2. That Attrition Problem, Popping Up
Recently, I wrote about the acceleration of attrition in the direct market – or, in short, how single issue comic titles decrease in orders issue-by-issue – and how it is impacting shops and publishers. I also noted how this trend “gives new titles a lot less rope to survive on, with the path from a strong start to barely passable numbers being frighteningly short,” with no specific examples in hand to support that. Unfortunately, we now have one, as cartoonist Liam Sharp recently wrote a thread on Twitter about how his Image title StarHenge had started at 39,000+ orders for #1 (although those orders were heavily influenced by variants) and is already down to 8,870 with #5, and how it’s on the precipice of no longer making any money…or worse.
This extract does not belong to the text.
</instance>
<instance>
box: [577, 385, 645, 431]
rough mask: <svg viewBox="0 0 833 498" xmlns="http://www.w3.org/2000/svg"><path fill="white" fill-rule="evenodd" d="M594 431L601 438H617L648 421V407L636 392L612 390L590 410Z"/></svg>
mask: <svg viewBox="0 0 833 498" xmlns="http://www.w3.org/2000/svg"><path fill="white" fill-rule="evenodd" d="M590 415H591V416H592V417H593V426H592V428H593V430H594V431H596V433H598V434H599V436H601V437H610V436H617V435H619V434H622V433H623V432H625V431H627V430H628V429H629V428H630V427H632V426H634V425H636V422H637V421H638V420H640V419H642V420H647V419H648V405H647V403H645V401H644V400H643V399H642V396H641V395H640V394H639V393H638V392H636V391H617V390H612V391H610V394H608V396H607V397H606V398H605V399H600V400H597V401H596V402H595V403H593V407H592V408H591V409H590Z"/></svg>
While that’s actually a much better situation than many (most?) direct titles face — 39k is a dream for a lot of titles outside of Marvel and DC, and maintaining profitability into issue #5 often is too for creators telling their own stories — it’s still a massive thing to show because if a renowned talent like Sharp with many notable credits to his name of late is struggling with this, almost everyone is. Now, StarHenge isn’t necessarily for everyone — no comic is, really — and there are other contributing factors assuredly. But it’s still the face of this issue now, because it underlines the difficulties the direct market is seeing right now with strong starts turning into nightmares quickly.
Retailer Joe Field spoke to this, emphasizing a point I made in my attrition feature, which was that the size of the market and the number of titles being published is a crucial part of this equation. It used to be easier to stand out. In the market of 2011 – or even 2020, when the number of titles being published were far lower for obvious reasons – StarHenge could have been a much bigger and much more consistent seller. But each week of releases and final order cutoff finds every title and publisher battling for real estate and quantity ordered from shops, even as customers are finding it easier and easier to let titles go after #1. That’s a difficult position for everyone to find themselves in. I’m not sure what the answer is, but you better believe this is a situation everyone in comics is considering — and has been for a while now.